Yes. RealtimeEventLoop will use 100% of the CPU. 
It's meant for games and the likes that wants complete control over the event loop.

it was planned to do a realtime option at the time, but just never thought about it anymore .. or more or less ..no one brought it up .. may be until now (if this is the issue).

The explanation is here -- do a message loop on idle.

CefSharp approaches: On Idle - This may require PeekMessage that can impact CPU usage. Using a timer - this seems like a more recent recommendation from CEF.

So if you are ready to test and give feedbacks we can look at the second approach together. If this works we can make it configurable. What we have right now remains default.

xplicit commented 4 years ago

@mattkol on the second demo progress bar is increased only when user moves mouse inside chromely window. If user does not move mouse, UI freezes in short time (1-2 seconds) and progress bar stops to increase a value. To unfreeze UI and move progress to current state you have to move mouse again.

I tried to understand what can impact on that behavior and found that UI freeze occurres when chromely creates new process with "--render" option (I don't remember how this option is named exactly, this was couple months ago). If send WM_PAINT to the main window in short time after render process is created UI unfreezes and become responsive like user moves a mouse.

GerHobbelt commented 4 years ago

But ..the following is what I think.. so far. Not sure if it complements @GerHobbelt findings or not ...

Complements, absolutely. I hadn't looked into the Windows Message Loop handling coding itself, was taking it top-down, so taking sample code ZIP as-is and see what happens from there. (Off topic: Thanks for your pointers as they also help me a lot while I investigate technological viability of Chromely or other CEFGlue for my own project!)
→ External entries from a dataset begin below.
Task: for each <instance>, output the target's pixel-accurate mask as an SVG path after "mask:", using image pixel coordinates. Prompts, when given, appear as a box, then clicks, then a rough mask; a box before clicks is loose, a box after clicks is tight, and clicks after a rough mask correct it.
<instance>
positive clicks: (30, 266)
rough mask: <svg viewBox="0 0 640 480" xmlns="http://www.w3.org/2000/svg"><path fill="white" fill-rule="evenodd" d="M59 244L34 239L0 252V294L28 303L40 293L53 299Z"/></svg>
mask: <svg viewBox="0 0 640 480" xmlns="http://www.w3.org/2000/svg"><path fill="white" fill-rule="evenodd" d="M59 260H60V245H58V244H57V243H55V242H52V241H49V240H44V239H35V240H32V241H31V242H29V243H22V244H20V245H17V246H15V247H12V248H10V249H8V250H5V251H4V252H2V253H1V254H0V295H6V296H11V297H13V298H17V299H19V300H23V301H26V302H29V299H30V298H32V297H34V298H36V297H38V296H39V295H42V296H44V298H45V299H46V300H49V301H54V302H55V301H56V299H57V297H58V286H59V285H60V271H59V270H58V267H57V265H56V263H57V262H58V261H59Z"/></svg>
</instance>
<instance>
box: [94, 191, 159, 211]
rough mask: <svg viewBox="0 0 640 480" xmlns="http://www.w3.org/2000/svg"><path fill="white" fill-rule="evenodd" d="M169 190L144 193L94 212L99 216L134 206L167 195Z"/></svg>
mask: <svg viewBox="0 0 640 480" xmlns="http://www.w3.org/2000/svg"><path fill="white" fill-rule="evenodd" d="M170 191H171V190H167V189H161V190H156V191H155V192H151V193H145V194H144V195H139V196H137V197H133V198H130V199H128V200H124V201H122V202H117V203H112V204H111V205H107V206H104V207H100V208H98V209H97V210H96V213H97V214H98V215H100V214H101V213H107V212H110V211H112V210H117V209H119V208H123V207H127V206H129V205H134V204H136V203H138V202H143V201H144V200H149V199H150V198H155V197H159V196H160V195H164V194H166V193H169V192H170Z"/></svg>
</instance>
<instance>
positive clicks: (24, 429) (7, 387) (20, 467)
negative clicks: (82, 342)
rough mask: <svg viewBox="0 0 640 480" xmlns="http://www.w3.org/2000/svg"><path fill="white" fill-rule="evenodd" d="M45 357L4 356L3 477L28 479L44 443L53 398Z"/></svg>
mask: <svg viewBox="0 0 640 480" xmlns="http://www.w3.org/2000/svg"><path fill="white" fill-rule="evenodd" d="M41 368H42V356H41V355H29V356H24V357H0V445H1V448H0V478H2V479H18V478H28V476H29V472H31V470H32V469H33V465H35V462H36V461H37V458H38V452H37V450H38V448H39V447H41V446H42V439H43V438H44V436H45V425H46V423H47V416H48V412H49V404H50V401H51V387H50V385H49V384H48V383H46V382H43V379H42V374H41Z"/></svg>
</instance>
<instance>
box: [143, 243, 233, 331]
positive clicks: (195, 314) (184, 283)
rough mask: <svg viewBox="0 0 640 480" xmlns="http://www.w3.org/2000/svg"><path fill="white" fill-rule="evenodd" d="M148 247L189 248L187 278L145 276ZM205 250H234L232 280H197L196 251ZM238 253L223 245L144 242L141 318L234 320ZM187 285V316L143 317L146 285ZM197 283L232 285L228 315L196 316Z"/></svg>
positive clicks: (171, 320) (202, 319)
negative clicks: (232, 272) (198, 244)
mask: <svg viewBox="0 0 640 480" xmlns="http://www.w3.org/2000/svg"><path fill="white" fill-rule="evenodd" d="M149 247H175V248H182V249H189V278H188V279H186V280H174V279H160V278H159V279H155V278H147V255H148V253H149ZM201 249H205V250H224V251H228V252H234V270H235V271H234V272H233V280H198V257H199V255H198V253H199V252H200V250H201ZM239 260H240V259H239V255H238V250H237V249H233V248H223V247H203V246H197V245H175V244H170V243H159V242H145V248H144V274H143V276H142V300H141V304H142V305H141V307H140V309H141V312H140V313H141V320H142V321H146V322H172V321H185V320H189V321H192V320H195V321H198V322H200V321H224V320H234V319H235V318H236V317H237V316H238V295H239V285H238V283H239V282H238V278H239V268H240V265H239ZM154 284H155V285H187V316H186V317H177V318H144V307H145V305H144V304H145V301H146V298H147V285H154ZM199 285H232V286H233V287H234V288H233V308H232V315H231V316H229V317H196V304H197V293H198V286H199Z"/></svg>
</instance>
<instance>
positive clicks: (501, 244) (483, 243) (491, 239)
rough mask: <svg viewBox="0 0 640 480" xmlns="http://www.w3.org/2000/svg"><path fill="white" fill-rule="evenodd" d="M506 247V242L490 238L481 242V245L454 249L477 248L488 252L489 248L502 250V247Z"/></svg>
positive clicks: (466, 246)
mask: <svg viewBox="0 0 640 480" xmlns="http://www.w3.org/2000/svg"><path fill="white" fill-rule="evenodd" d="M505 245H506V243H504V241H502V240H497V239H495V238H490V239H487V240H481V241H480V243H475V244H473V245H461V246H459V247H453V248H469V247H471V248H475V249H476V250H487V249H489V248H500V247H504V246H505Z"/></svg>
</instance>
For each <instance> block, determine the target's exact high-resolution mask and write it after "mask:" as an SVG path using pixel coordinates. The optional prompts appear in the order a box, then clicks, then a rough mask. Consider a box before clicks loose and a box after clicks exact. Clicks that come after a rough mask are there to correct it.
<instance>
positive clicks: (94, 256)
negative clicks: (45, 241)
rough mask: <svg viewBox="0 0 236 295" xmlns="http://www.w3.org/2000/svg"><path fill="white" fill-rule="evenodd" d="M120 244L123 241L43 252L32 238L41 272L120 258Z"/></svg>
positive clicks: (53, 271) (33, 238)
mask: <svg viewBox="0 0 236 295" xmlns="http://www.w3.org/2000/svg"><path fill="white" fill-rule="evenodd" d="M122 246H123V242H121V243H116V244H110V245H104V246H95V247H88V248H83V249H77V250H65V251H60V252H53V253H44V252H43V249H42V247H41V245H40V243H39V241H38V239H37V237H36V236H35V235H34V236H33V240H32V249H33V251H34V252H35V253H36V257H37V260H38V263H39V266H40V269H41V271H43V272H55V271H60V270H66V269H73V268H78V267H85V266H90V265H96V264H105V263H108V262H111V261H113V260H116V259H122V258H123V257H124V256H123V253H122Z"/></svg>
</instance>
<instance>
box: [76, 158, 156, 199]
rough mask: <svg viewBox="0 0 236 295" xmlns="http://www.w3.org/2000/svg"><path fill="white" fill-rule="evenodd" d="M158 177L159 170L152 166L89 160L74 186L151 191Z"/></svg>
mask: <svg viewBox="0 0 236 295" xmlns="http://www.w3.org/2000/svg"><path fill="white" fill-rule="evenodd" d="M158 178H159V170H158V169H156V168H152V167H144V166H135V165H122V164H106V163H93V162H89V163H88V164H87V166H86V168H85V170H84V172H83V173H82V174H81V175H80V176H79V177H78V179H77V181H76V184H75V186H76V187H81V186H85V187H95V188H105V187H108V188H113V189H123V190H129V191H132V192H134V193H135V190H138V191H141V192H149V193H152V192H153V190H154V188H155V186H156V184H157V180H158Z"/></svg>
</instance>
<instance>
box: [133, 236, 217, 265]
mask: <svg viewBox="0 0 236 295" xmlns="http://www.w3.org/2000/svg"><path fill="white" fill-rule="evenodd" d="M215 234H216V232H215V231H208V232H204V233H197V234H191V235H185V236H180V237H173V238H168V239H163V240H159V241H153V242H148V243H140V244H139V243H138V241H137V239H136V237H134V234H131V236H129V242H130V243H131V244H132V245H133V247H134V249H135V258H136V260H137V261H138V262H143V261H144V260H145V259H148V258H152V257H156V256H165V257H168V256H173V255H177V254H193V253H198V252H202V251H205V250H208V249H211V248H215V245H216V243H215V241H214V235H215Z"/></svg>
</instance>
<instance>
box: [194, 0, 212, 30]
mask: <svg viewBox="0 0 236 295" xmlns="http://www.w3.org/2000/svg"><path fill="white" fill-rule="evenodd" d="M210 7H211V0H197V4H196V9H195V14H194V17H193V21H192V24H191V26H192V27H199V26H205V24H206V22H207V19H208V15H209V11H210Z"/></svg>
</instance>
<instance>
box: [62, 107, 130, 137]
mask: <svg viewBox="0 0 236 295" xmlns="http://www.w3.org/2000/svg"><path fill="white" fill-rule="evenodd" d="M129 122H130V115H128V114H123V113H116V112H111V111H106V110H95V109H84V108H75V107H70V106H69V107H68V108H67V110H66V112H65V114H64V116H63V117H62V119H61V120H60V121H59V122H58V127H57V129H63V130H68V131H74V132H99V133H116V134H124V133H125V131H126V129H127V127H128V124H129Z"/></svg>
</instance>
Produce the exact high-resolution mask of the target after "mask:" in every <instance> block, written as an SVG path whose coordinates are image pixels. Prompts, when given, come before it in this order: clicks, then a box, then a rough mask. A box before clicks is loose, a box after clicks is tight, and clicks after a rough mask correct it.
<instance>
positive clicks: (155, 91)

My mouse (=~ Windows Message Loop) behaviour observations are not the same as what OP (@donotcodeit) ran into: behaviour here is not severely impacted by going out-of-focus with mouse (as per OP's README) or with Alt-TAB/click switch to other application as attempts to trigger focus-lost messages from the Windows Message Loop. I do see noticeable differences between two modes of scrolling page content: mouse wheel and mouse click+drag over vertical scrollbar at right side. Same Message Loop, different WM_* messages.

Your pointers are very useful for any message pump related work.

On another note, as this happened just now in the early morning: I had more "inexplicable weirdness" happening to me when I executed an earlier very simple Chromely sample app from Microsoft Dev Studio 2019 via [F5] (exec in debugger): that one was first compiled and run back in April. Just recovered from that one, hence:

Extra process to test: nuke CEF et al and rebuild from scratch

@donotcodeit : you may want to try this on your problem machine / problem software combo too and see if anything changes behaviour.

How To Do:

Rationale

Chromely loads CEF binaries from their distro page using https://github.com/chromelyapps/cef-binaries-downloader and 'caches' them locally.

Once they're downloaded, it doesn't do so again as the app is now starting quickly and loading CEF from local cache.

I wanted to make sure that what I saw was not caused by CEF/Chromium bugs (rendering in my case this morning) that might have been resolved between then (first run of my app) and now. Hence 'fetch latest release of everything in the same timeframe' and I've found a total wipe is the quickest way to do this for complex/compound projects.

Might be worth a shot for you (@donotcodeit) as I don't see your mouse/behaviour problem on my machine, but difference there is that I started compiling and running the project only yesterday.

Best of luck!

xplicit commented 3 years ago

We could not reproduce this issue on Chromely 5.1 anymore.